Insightful Software Patent Argument

No. Issuing patents on software is fundamentally broken. Software is not an invention. Computers cannot implement inventions. The only thing a computer can implement is calculations. Calculations, math, are not inventions.

The US screwed up and went against globally accepted patent stanards and reversed it's on accepted patent standards when it began issuing software patents.

Specifically the US abandoned the "Mental Steps Doctrine". The Mental Steps Doctrine said that mental processes are not - cannot be - inventions. And that anything that can be done mentally is not - cannot be - an invention.

It may be slow, but absolutely any code can be executed mentally. I am a programmer, executing code mentally is a routine part of writing and debugging code. All software is fundamentally mental steps - mental processes.

Physical objects and physical processes can be inventions.

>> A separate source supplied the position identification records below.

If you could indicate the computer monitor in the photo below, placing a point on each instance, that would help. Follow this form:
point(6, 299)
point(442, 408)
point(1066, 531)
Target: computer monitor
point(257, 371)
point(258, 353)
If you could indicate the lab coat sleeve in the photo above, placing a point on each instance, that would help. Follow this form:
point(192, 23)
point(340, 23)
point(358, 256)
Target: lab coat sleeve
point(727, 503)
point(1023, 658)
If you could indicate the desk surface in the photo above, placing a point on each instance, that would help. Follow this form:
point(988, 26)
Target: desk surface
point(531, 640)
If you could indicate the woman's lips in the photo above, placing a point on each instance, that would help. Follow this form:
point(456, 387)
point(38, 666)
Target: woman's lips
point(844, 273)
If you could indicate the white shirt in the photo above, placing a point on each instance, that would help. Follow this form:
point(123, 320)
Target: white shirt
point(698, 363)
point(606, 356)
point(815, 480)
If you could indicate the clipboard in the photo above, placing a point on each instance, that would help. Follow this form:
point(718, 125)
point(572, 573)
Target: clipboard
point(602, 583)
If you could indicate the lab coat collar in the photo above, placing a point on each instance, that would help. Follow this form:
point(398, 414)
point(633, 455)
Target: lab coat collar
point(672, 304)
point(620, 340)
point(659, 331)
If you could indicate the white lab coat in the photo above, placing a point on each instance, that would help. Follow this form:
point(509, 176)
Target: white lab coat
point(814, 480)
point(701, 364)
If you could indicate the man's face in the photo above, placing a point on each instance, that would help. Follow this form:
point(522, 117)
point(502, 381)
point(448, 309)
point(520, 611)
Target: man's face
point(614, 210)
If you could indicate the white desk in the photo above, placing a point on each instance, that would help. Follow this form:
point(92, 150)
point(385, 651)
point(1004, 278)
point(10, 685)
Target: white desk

Mental processes and calculations are not inventions.

Answer me this:
If I choose some convient/simple software patent, and I then proceed to in fact execute that software through pure thought, have I committed patent violation? Were my thoughts a violation of the law?

And if not, then please explain how it magically become an invention and a violation when I take the obvious and non-novel step of using an ordinary computer merely to speed up that exact same non-invention calculation?

I really really want you to answer that. It's funny, every time I ask that of a software patent advocate they completely ignore the question. They can't rationaly answer it, so they pretend the question was never asked. So I will state right now that if you reply in support of software patents, yet completely ignore the previous two paragraphs, I will just repeat the question. Can thoughts executing the software violate the law? And if not then how does the obvious use of a computer merely to speed things up turn a non-invention into an invention?